Healthcare today for the most part operates in what we have called the “Cartesian” tradition, the tradition of “bits and bytes”, “silos and sequences”.  The operation of the organization resembles the industrial age production line.  It initiates with data collection, specific tests, diagnostic, and then a treatment plan.  This work is carried out by functional areas each specialized in its task.  The treatment plan is then passed to different areas that prepare the intervention itself and prepare the patient for the intervention.  The intervention follows.  Drugs are ordered and administered, procedures performed and therapy organized.  Following this step, the patient is turned over to the recovery silo and finally discharged.  There may be limited post-discharge monitoring of the patient to assess response to the treatment.  This may result in re-admission and rework.

This Cartesian view of healthcare focuses on the identification and elimination of some health problem but may have little to do at all with “health care”.  Certainly the main functional areas involved in each step of the operation see themselves as the customer for each preceding step, just as would happen in a single activity production plant, and the transformation process is focused on “the problem”, its bits and pieces.  The “problem” happens to be accompanied by what is called “the patient”.

Ohno’s seven kinds of waste flourish in this kind of operating environment.  Eliminating these wastes, including the costs of quality, can make an important economic contribution to the organization.  These wastes are relatively easy to identify and to remove.  These wastes are visible, like the tip of the iceberg.  What is not visible in the inherited tradition of operations improvement involve the focus of the business, the power of the present interpretation, and the business processes that must be coordinated throughout the system and with key external stakeholders to reveal the entire iceberg of waste and make it disappear.  Hidden waste may be significantly larger than current net profits, but this benefit would be the result, not the purpose for eliminating waste.  The purpose is to take care of the concerns of all relevant stakeholders, principally those of the patient.

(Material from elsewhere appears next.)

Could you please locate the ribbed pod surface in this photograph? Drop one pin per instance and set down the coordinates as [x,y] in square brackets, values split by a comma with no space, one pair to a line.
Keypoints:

The principal concerns of the patient have to do with well being and health.  Well being and health have to do with a number of things, some inherited, and the lack of well being and health shows up in conditions.  Focusing on the patient and organizing around patient conditions and the cycles of care involved are the key business processes around which most of the organization’s processes must be aligned and synchronized; this means dynamic networks of promises in which internal and external customers and every individual promise holder has a first and last name and responsibilities to perform according to clear standards and within a specific framework of time.  Effective work means making and keeping promises in quality and time, getting the job done.  Efficient work means doing it as quickly as possible and with the least amount of resources.  Both effective and efficient work require impeccable coordination throughout the entire “net-work” of individual and group commitments.

It becomes clear that designing and organizing commitments organization-wide, in which knowledge and skills are deployed on a mass scale, day in and day out, make these so-called “intangible assets” the most important designers, architects and constructors of value for the healthcare organization and its customers.  This is especially relevant in organizations that are competing on service, client relationships and the customer experience.  Each step is more dependent on the application of knowledge and skills through networks of commitment, not through summative tasks carried out in isolated functional silos.  Organizations that do not know how to listen, trust, make and keep promises, interpret, design, manage moods, and engage in constructive dialogue are literally wasting their time, wasting away their present and their future. They are not competent to engage in the network of coordinated promises required to produce spectacular outcomes and financial results.  All else is waste.